A Marca do Assassino

(Carla ScalaEjcveS) #1

Bob Marley vibrava através de uma janela semiaberta, com cortinados sujos. A
janela de Sarah. Provavelmente, os cortinados de Sarah.
Sarah Randolph cometeu um erro terrível, dissera-lhe Drozdov. Apaixonou-
se pela vítima.
Ela fora uma mentira, um mito criado pelos seus inimigos, tragicamente
heróica na sua ingenuidade sem limites. Ela traíra-o, mas não era real. Não podia
amá-la, nem odiá-la. Só sentia pena dela.
Os sentinelas de Wheaton há muito que tinham desaparecido, por isso
apanhou um táxi para Belgravia. Os homens de campo, tal como os ladrões,
desenvolvem formas clandestinas de penetrar na sua própria casa para o dia
inevitável em que sejam visitados por uma vida inteira de traição. Michael conhecia
o método de Graham Seymour: através de uma cavalariça e por cima do muro
caiado do jardim, com a ajuda de uma escada de corda deixada para essas ocasiões.
Michael usava agora a escada para trepar o muro e caiu pela escuridão, indo aterrar
na varanda de pedra de Graham. Este respondeu à pequena pancada nas portas de
correr armado com uma das facas de cozinha de Helen, fabricadas na Suíça.

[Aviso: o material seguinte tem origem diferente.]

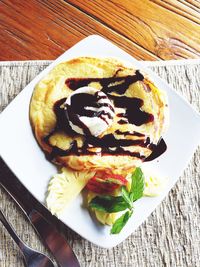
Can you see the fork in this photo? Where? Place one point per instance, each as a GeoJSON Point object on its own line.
{"type": "Point", "coordinates": [32, 257]}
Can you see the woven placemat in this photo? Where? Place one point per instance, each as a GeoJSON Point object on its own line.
{"type": "Point", "coordinates": [169, 237]}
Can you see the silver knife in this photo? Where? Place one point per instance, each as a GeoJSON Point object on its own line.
{"type": "Point", "coordinates": [55, 242]}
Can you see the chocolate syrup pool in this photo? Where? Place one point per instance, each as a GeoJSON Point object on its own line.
{"type": "Point", "coordinates": [108, 143]}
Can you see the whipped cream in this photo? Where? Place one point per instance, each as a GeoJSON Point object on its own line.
{"type": "Point", "coordinates": [89, 111]}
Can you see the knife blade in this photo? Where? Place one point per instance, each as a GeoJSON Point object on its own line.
{"type": "Point", "coordinates": [50, 236]}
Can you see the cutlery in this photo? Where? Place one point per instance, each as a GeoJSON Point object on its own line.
{"type": "Point", "coordinates": [32, 257]}
{"type": "Point", "coordinates": [54, 241]}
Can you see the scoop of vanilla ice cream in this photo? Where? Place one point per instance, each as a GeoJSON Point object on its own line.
{"type": "Point", "coordinates": [89, 115]}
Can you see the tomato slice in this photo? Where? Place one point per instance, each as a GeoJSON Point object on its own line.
{"type": "Point", "coordinates": [105, 183]}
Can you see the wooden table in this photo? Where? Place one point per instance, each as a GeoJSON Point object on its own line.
{"type": "Point", "coordinates": [147, 29]}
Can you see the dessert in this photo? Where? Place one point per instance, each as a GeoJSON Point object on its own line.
{"type": "Point", "coordinates": [100, 116]}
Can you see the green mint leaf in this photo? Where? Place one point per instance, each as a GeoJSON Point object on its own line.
{"type": "Point", "coordinates": [121, 222]}
{"type": "Point", "coordinates": [126, 196]}
{"type": "Point", "coordinates": [137, 185]}
{"type": "Point", "coordinates": [109, 203]}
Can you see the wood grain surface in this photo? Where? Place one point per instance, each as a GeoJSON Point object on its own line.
{"type": "Point", "coordinates": [169, 237]}
{"type": "Point", "coordinates": [147, 29]}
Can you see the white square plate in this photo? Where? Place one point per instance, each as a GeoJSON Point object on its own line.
{"type": "Point", "coordinates": [22, 154]}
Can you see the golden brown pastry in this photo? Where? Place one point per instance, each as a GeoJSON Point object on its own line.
{"type": "Point", "coordinates": [135, 116]}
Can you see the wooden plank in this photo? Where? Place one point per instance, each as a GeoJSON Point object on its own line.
{"type": "Point", "coordinates": [37, 29]}
{"type": "Point", "coordinates": [169, 29]}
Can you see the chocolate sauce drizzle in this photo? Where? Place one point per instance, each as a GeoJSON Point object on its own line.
{"type": "Point", "coordinates": [118, 85]}
{"type": "Point", "coordinates": [109, 144]}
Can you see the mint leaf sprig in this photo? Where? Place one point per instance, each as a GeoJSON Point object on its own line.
{"type": "Point", "coordinates": [112, 204]}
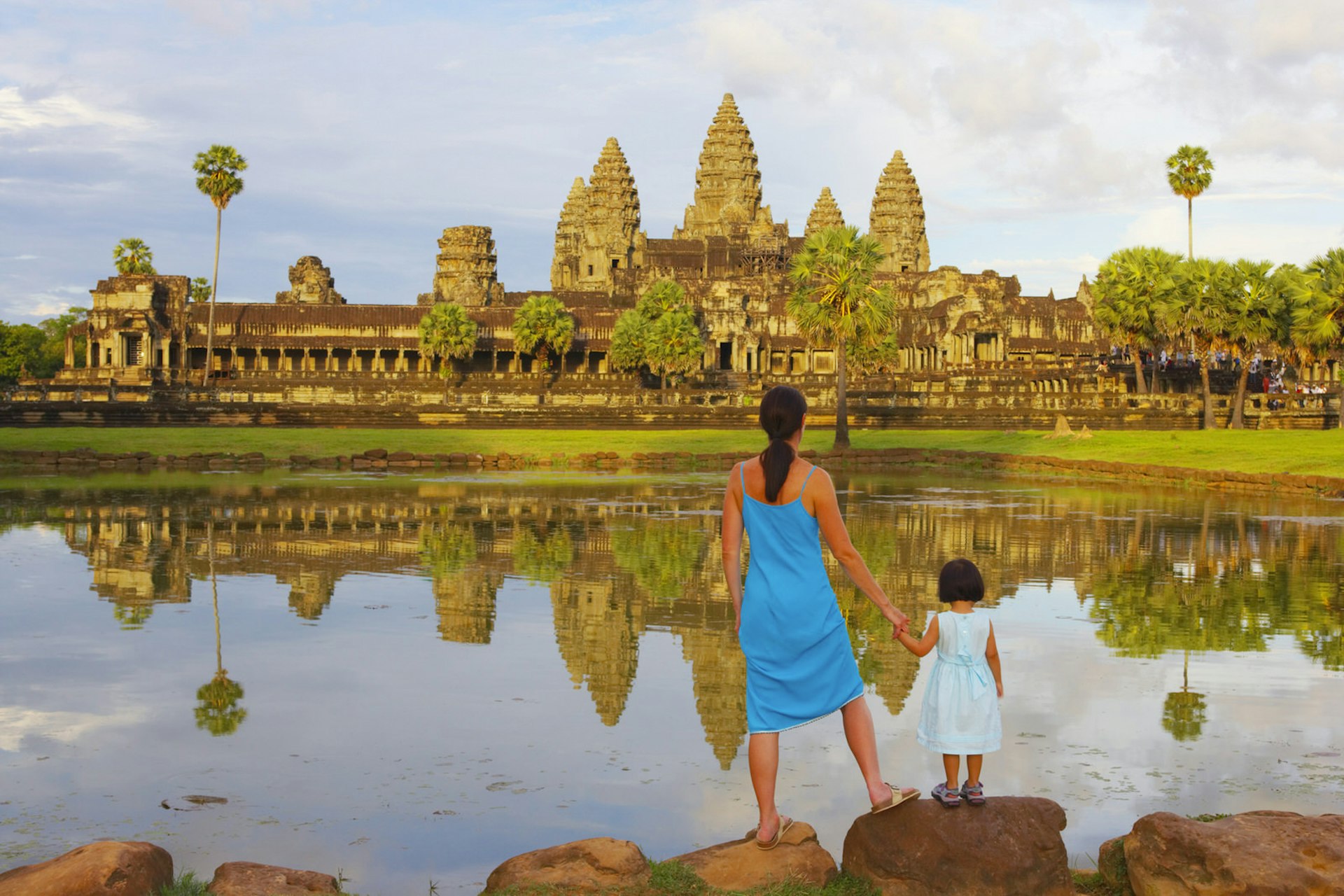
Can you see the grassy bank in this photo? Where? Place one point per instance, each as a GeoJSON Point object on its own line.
{"type": "Point", "coordinates": [1313, 453]}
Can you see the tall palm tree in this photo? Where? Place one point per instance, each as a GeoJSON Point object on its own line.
{"type": "Point", "coordinates": [448, 333]}
{"type": "Point", "coordinates": [134, 257]}
{"type": "Point", "coordinates": [217, 176]}
{"type": "Point", "coordinates": [1129, 286]}
{"type": "Point", "coordinates": [1190, 171]}
{"type": "Point", "coordinates": [542, 326]}
{"type": "Point", "coordinates": [835, 301]}
{"type": "Point", "coordinates": [1256, 318]}
{"type": "Point", "coordinates": [1196, 315]}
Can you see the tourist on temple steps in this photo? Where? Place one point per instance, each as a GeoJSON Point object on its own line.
{"type": "Point", "coordinates": [800, 666]}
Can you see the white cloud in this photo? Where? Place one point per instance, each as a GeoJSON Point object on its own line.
{"type": "Point", "coordinates": [58, 111]}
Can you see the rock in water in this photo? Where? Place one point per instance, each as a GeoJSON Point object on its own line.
{"type": "Point", "coordinates": [251, 879]}
{"type": "Point", "coordinates": [581, 867]}
{"type": "Point", "coordinates": [1259, 852]}
{"type": "Point", "coordinates": [1007, 846]}
{"type": "Point", "coordinates": [739, 864]}
{"type": "Point", "coordinates": [97, 869]}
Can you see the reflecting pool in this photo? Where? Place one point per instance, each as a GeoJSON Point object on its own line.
{"type": "Point", "coordinates": [410, 679]}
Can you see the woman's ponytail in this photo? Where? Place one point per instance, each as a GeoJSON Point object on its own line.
{"type": "Point", "coordinates": [781, 415]}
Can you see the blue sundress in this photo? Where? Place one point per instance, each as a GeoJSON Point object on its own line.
{"type": "Point", "coordinates": [960, 713]}
{"type": "Point", "coordinates": [800, 665]}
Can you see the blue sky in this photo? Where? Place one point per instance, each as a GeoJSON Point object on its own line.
{"type": "Point", "coordinates": [1037, 130]}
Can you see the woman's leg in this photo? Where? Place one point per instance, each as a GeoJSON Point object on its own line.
{"type": "Point", "coordinates": [863, 743]}
{"type": "Point", "coordinates": [764, 761]}
{"type": "Point", "coordinates": [951, 766]}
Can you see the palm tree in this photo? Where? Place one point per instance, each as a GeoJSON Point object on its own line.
{"type": "Point", "coordinates": [1256, 318]}
{"type": "Point", "coordinates": [1195, 314]}
{"type": "Point", "coordinates": [217, 169]}
{"type": "Point", "coordinates": [448, 333]}
{"type": "Point", "coordinates": [543, 326]}
{"type": "Point", "coordinates": [835, 301]}
{"type": "Point", "coordinates": [675, 344]}
{"type": "Point", "coordinates": [1190, 171]}
{"type": "Point", "coordinates": [1129, 286]}
{"type": "Point", "coordinates": [134, 257]}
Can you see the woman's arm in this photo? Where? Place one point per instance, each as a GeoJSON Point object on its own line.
{"type": "Point", "coordinates": [827, 508]}
{"type": "Point", "coordinates": [924, 645]}
{"type": "Point", "coordinates": [992, 657]}
{"type": "Point", "coordinates": [732, 538]}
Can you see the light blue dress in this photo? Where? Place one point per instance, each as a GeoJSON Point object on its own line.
{"type": "Point", "coordinates": [960, 713]}
{"type": "Point", "coordinates": [800, 665]}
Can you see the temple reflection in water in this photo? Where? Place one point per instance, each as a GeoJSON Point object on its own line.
{"type": "Point", "coordinates": [1156, 571]}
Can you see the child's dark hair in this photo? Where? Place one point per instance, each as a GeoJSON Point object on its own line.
{"type": "Point", "coordinates": [781, 415]}
{"type": "Point", "coordinates": [960, 580]}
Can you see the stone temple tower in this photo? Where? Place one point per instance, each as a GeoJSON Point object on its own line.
{"type": "Point", "coordinates": [824, 214]}
{"type": "Point", "coordinates": [600, 225]}
{"type": "Point", "coordinates": [897, 219]}
{"type": "Point", "coordinates": [727, 183]}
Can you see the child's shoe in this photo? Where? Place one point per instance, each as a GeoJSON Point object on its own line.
{"type": "Point", "coordinates": [949, 798]}
{"type": "Point", "coordinates": [974, 794]}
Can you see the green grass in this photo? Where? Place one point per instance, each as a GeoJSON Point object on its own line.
{"type": "Point", "coordinates": [675, 879]}
{"type": "Point", "coordinates": [1315, 453]}
{"type": "Point", "coordinates": [185, 884]}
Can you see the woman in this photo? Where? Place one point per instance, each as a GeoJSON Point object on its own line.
{"type": "Point", "coordinates": [800, 666]}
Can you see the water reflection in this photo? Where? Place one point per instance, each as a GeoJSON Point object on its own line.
{"type": "Point", "coordinates": [1155, 571]}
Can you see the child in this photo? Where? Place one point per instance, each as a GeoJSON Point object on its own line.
{"type": "Point", "coordinates": [960, 713]}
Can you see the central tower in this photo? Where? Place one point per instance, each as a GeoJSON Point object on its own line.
{"type": "Point", "coordinates": [727, 183]}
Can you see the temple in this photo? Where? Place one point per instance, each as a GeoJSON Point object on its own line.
{"type": "Point", "coordinates": [146, 336]}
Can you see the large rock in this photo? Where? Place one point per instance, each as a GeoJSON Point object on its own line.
{"type": "Point", "coordinates": [1008, 846]}
{"type": "Point", "coordinates": [251, 879]}
{"type": "Point", "coordinates": [97, 869]}
{"type": "Point", "coordinates": [1257, 852]}
{"type": "Point", "coordinates": [739, 864]}
{"type": "Point", "coordinates": [581, 867]}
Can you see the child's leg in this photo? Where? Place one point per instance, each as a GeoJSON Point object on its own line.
{"type": "Point", "coordinates": [951, 766]}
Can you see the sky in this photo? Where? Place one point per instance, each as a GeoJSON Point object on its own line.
{"type": "Point", "coordinates": [1038, 131]}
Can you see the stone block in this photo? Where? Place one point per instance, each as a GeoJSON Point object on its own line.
{"type": "Point", "coordinates": [739, 864]}
{"type": "Point", "coordinates": [580, 867]}
{"type": "Point", "coordinates": [1007, 846]}
{"type": "Point", "coordinates": [1268, 853]}
{"type": "Point", "coordinates": [108, 868]}
{"type": "Point", "coordinates": [251, 879]}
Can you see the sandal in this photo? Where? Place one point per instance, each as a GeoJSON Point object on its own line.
{"type": "Point", "coordinates": [949, 798]}
{"type": "Point", "coordinates": [974, 794]}
{"type": "Point", "coordinates": [785, 824]}
{"type": "Point", "coordinates": [898, 796]}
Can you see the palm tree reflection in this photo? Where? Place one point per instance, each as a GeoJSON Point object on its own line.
{"type": "Point", "coordinates": [217, 700]}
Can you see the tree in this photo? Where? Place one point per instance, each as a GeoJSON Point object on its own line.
{"type": "Point", "coordinates": [660, 332]}
{"type": "Point", "coordinates": [543, 327]}
{"type": "Point", "coordinates": [448, 333]}
{"type": "Point", "coordinates": [1190, 171]}
{"type": "Point", "coordinates": [675, 344]}
{"type": "Point", "coordinates": [134, 257]}
{"type": "Point", "coordinates": [1129, 286]}
{"type": "Point", "coordinates": [1317, 307]}
{"type": "Point", "coordinates": [1256, 318]}
{"type": "Point", "coordinates": [835, 301]}
{"type": "Point", "coordinates": [200, 289]}
{"type": "Point", "coordinates": [217, 176]}
{"type": "Point", "coordinates": [1196, 315]}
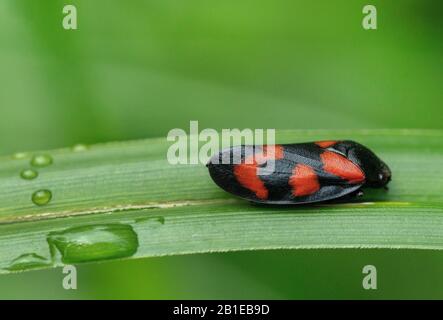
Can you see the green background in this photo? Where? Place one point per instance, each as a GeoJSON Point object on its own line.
{"type": "Point", "coordinates": [137, 69]}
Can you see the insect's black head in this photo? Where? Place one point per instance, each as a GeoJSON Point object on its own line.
{"type": "Point", "coordinates": [377, 172]}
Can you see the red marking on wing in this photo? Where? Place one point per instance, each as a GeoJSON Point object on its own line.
{"type": "Point", "coordinates": [246, 172]}
{"type": "Point", "coordinates": [304, 181]}
{"type": "Point", "coordinates": [325, 144]}
{"type": "Point", "coordinates": [342, 167]}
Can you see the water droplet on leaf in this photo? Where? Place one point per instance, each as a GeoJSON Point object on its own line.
{"type": "Point", "coordinates": [93, 243]}
{"type": "Point", "coordinates": [29, 174]}
{"type": "Point", "coordinates": [28, 261]}
{"type": "Point", "coordinates": [41, 160]}
{"type": "Point", "coordinates": [41, 197]}
{"type": "Point", "coordinates": [79, 148]}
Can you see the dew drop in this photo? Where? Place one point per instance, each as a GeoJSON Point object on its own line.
{"type": "Point", "coordinates": [28, 261]}
{"type": "Point", "coordinates": [41, 197]}
{"type": "Point", "coordinates": [79, 148]}
{"type": "Point", "coordinates": [41, 160]}
{"type": "Point", "coordinates": [93, 243]}
{"type": "Point", "coordinates": [29, 174]}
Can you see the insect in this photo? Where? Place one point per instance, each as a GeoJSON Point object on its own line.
{"type": "Point", "coordinates": [298, 173]}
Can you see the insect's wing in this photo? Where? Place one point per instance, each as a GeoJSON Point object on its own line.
{"type": "Point", "coordinates": [308, 173]}
{"type": "Point", "coordinates": [296, 173]}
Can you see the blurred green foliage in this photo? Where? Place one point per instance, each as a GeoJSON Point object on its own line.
{"type": "Point", "coordinates": [137, 69]}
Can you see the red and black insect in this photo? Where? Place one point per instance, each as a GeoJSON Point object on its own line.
{"type": "Point", "coordinates": [298, 173]}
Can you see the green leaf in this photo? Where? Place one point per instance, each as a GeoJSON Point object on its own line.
{"type": "Point", "coordinates": [124, 200]}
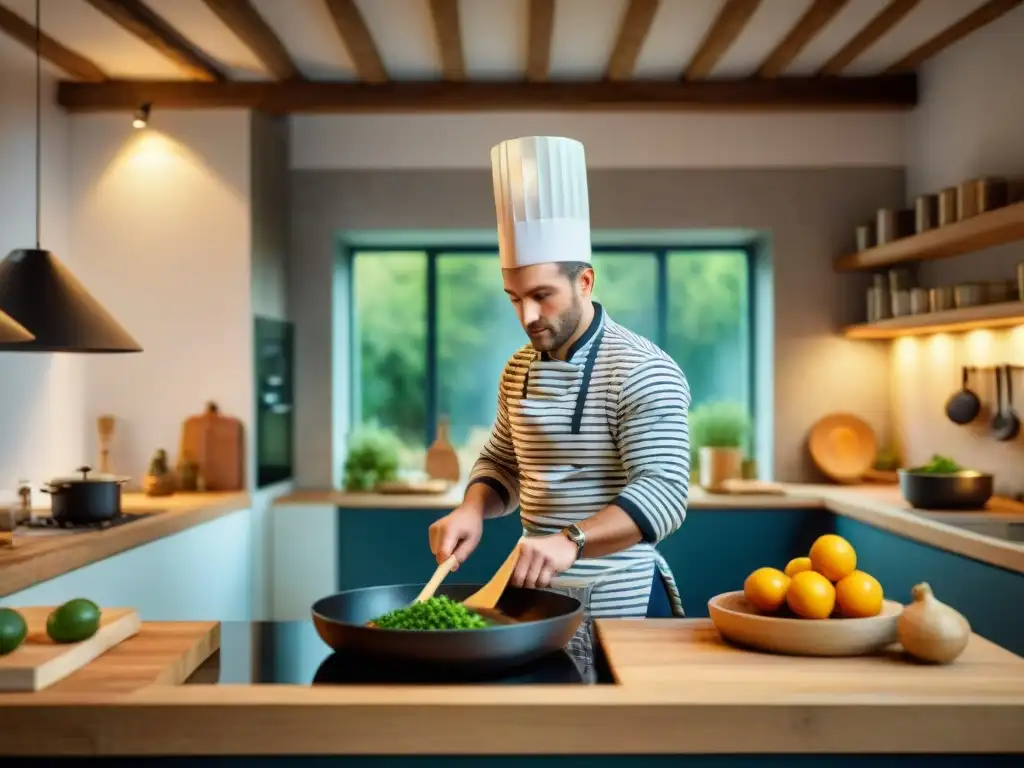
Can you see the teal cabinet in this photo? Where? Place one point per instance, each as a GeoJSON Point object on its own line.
{"type": "Point", "coordinates": [990, 597]}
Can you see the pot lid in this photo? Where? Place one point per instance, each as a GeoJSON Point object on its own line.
{"type": "Point", "coordinates": [87, 475]}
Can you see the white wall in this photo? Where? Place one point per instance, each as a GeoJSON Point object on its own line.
{"type": "Point", "coordinates": [162, 233]}
{"type": "Point", "coordinates": [612, 139]}
{"type": "Point", "coordinates": [40, 393]}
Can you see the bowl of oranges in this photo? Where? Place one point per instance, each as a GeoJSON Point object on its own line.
{"type": "Point", "coordinates": [817, 605]}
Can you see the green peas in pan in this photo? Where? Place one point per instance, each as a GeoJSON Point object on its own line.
{"type": "Point", "coordinates": [437, 612]}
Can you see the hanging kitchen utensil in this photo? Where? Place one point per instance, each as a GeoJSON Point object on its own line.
{"type": "Point", "coordinates": [85, 499]}
{"type": "Point", "coordinates": [37, 291]}
{"type": "Point", "coordinates": [964, 407]}
{"type": "Point", "coordinates": [1006, 424]}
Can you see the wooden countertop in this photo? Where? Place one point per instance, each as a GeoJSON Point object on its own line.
{"type": "Point", "coordinates": [680, 690]}
{"type": "Point", "coordinates": [699, 499]}
{"type": "Point", "coordinates": [37, 557]}
{"type": "Point", "coordinates": [875, 504]}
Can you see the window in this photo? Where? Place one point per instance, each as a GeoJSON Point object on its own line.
{"type": "Point", "coordinates": [433, 328]}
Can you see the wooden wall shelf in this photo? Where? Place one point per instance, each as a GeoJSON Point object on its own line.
{"type": "Point", "coordinates": [975, 233]}
{"type": "Point", "coordinates": [1004, 314]}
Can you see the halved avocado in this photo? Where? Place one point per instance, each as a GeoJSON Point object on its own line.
{"type": "Point", "coordinates": [12, 630]}
{"type": "Point", "coordinates": [74, 622]}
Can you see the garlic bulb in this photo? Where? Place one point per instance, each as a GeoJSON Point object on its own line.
{"type": "Point", "coordinates": [930, 630]}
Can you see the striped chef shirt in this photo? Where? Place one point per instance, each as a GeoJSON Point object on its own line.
{"type": "Point", "coordinates": [607, 425]}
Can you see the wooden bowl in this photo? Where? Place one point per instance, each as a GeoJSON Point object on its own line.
{"type": "Point", "coordinates": [738, 622]}
{"type": "Point", "coordinates": [843, 446]}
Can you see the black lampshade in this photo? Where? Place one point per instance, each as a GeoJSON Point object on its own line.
{"type": "Point", "coordinates": [40, 293]}
{"type": "Point", "coordinates": [11, 332]}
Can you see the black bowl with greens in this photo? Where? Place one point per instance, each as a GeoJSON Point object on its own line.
{"type": "Point", "coordinates": [528, 624]}
{"type": "Point", "coordinates": [943, 484]}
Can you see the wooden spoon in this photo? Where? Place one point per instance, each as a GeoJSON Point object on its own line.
{"type": "Point", "coordinates": [487, 596]}
{"type": "Point", "coordinates": [435, 581]}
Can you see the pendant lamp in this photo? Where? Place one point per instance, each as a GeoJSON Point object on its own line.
{"type": "Point", "coordinates": [11, 332]}
{"type": "Point", "coordinates": [37, 291]}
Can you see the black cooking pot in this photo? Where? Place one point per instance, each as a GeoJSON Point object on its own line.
{"type": "Point", "coordinates": [85, 499]}
{"type": "Point", "coordinates": [964, 491]}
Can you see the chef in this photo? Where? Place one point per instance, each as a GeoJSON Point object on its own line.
{"type": "Point", "coordinates": [590, 440]}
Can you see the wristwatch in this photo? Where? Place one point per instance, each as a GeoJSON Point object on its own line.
{"type": "Point", "coordinates": [576, 535]}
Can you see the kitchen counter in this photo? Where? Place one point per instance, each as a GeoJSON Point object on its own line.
{"type": "Point", "coordinates": [699, 499]}
{"type": "Point", "coordinates": [878, 505]}
{"type": "Point", "coordinates": [678, 690]}
{"type": "Point", "coordinates": [38, 556]}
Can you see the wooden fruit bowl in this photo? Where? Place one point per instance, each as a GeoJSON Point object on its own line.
{"type": "Point", "coordinates": [739, 623]}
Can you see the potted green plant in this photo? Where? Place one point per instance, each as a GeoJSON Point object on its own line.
{"type": "Point", "coordinates": [372, 459]}
{"type": "Point", "coordinates": [718, 433]}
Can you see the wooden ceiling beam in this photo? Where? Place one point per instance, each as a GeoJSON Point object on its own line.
{"type": "Point", "coordinates": [633, 32]}
{"type": "Point", "coordinates": [747, 94]}
{"type": "Point", "coordinates": [730, 22]}
{"type": "Point", "coordinates": [355, 35]}
{"type": "Point", "coordinates": [814, 19]}
{"type": "Point", "coordinates": [139, 19]}
{"type": "Point", "coordinates": [247, 24]}
{"type": "Point", "coordinates": [972, 22]}
{"type": "Point", "coordinates": [448, 31]}
{"type": "Point", "coordinates": [884, 20]}
{"type": "Point", "coordinates": [77, 66]}
{"type": "Point", "coordinates": [541, 29]}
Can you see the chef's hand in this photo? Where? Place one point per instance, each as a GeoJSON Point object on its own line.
{"type": "Point", "coordinates": [542, 558]}
{"type": "Point", "coordinates": [457, 534]}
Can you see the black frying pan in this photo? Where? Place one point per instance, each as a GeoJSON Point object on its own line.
{"type": "Point", "coordinates": [530, 624]}
{"type": "Point", "coordinates": [964, 407]}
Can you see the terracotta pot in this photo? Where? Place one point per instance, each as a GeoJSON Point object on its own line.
{"type": "Point", "coordinates": [718, 465]}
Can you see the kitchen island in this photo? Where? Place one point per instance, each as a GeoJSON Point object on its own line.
{"type": "Point", "coordinates": [331, 541]}
{"type": "Point", "coordinates": [678, 690]}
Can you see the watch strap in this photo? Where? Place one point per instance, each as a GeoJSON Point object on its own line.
{"type": "Point", "coordinates": [576, 535]}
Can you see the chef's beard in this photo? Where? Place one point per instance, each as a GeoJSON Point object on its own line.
{"type": "Point", "coordinates": [561, 328]}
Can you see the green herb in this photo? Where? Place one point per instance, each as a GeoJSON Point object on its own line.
{"type": "Point", "coordinates": [719, 424]}
{"type": "Point", "coordinates": [372, 459]}
{"type": "Point", "coordinates": [939, 465]}
{"type": "Point", "coordinates": [437, 612]}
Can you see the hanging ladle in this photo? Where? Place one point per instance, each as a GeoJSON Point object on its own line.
{"type": "Point", "coordinates": [964, 407]}
{"type": "Point", "coordinates": [1006, 424]}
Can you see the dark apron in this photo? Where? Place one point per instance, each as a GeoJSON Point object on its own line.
{"type": "Point", "coordinates": [658, 606]}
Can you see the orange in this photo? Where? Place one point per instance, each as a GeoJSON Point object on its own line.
{"type": "Point", "coordinates": [798, 564]}
{"type": "Point", "coordinates": [765, 589]}
{"type": "Point", "coordinates": [859, 595]}
{"type": "Point", "coordinates": [811, 595]}
{"type": "Point", "coordinates": [833, 557]}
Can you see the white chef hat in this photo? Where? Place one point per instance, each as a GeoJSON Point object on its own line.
{"type": "Point", "coordinates": [541, 200]}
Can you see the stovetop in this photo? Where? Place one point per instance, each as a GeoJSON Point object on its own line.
{"type": "Point", "coordinates": [45, 522]}
{"type": "Point", "coordinates": [292, 652]}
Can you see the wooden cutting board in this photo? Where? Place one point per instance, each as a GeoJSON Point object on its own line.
{"type": "Point", "coordinates": [40, 662]}
{"type": "Point", "coordinates": [214, 441]}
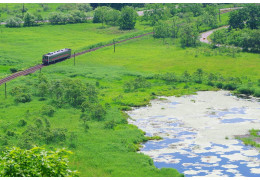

Falaram no primeiro andar, na sala de visitas, o casaco ensopado de Michael a
fumegar junto à lareira a gás, a aparelhagem alemã de Graham a troar
Rachmaninoff para abafar a conversa.
Conversaram durante quase uma hora. Falaram sobre o que acontecera no
ferry. Falaram sobre Sarah. Sobre Colin Yardley e Astrid Vogel, e o homem na
escuridão que disparou três balas contra o rosto de Yardley. Sobre os homens no
iate e no Ford: o monovolume branco e agora o azul. Michael precisava de dinheiro.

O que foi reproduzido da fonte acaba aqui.